Er lag hier blutend auf dem Boden und er machte sich Sorgen um MICH.

„Interessant. Na da hab ich wohl die perfekte Mischung gefunden. So. Und nun wollen wir doch das Ganze ein wenig spannender gestallten. Also, Sherlock, John, hopp hopp. Aufstehen.", Moriarty zeigte mit der Waffen abwechselnd auf Sherlock und mich.

Folgsam standen wir auf, wobei ich Sherlock mehr stützen musste, als dass er wirklich von alleine stand. Und DAS machte mir am meisten Angst.

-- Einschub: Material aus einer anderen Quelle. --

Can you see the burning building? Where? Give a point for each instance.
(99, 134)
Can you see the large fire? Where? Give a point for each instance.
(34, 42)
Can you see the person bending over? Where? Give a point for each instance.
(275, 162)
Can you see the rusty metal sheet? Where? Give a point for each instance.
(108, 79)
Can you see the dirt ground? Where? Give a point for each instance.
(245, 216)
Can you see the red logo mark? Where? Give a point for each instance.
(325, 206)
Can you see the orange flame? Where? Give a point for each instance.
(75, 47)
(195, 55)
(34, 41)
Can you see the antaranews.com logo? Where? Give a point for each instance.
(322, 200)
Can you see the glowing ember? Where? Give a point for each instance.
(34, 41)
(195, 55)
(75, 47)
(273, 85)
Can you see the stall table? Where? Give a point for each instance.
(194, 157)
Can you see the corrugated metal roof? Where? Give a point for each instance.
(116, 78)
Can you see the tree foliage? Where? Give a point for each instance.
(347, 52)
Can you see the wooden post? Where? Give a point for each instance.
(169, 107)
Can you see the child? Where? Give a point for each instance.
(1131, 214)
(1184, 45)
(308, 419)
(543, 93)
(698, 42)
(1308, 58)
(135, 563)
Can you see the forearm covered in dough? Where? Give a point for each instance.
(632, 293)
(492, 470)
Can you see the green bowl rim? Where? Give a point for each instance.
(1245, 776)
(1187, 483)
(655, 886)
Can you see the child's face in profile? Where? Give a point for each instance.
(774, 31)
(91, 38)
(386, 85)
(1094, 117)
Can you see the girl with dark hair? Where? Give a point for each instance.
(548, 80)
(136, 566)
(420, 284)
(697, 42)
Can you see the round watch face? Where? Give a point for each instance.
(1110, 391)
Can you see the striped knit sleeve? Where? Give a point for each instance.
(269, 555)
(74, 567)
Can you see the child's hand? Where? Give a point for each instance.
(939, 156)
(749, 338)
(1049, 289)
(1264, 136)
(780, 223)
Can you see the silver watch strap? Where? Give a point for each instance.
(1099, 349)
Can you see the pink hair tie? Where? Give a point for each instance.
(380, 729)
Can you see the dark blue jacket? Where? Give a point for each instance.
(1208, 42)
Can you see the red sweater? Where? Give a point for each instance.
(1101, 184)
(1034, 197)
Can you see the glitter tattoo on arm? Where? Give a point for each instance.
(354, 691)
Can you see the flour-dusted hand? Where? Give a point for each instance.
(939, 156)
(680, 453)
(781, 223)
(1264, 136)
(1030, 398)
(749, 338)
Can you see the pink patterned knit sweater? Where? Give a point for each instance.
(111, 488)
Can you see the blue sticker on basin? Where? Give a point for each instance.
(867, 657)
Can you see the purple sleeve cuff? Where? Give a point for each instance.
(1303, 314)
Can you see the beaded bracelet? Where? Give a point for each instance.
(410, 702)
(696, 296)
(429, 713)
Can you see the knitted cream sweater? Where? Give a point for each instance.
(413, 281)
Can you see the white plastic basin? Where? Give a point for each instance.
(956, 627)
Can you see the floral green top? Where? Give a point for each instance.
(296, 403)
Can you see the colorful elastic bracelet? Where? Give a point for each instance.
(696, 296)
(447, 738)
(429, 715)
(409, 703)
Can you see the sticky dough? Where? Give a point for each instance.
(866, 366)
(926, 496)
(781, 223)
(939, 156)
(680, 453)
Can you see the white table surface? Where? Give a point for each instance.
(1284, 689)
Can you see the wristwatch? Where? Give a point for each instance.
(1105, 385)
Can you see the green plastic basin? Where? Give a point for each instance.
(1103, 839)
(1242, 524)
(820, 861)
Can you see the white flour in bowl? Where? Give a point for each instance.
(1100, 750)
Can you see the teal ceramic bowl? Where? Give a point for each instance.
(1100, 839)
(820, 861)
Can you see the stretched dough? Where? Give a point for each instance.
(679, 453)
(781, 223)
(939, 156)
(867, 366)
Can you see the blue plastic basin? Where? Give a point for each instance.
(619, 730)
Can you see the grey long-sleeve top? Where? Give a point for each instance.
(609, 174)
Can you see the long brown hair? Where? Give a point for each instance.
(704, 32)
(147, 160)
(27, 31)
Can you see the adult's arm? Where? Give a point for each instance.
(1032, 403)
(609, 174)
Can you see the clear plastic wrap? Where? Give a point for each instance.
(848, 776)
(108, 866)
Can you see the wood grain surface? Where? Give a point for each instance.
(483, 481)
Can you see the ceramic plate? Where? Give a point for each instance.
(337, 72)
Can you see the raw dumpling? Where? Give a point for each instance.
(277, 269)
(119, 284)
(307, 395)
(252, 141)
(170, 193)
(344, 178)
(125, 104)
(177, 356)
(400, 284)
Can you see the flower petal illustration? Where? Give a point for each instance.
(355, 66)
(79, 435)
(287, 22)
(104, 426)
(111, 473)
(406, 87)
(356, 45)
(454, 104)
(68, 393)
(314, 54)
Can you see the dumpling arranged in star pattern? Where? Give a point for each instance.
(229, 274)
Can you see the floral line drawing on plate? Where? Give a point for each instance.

„Wir spielen jetzt so etwas ähnliches, wie Russisches Roulette. Ich mache gleich das Licht aus. Dann schieße ich wahllos in den Raum und schaue mal, wen ich treffe. Der, der am Ende übrig bleibt, darf gehen. Irgendjemand muss schließlich von meinen wundervollen Taten berichten Naja. Mal sehen. Vielleicht auch nicht. Ihr müsst verstehen, dass das ein Experiment ist. Es geht um Zufall. Du Sherlock müsstest das doch am besten verstehen.", grinsen schaute er uns an, „Dann wollen wir doch beginnen." Während Moriarty noch redete, musste ich zunehmend feststellen, dass meine Schmerzen aufhörten. Oh, oh. Ganz mieses Zeichen. Ich fing nun an zu schwanken, woraufhin Sherlock versuchte mich zu stützen.

Und während wir beide noch mit dem Gleichgewicht rangen und die Situation gar nicht richtig realisieren konnten, schoss Moriarty bereits die Glühbirne kaputt und der Raum wurde in komplette Dunkelheit gehüllt.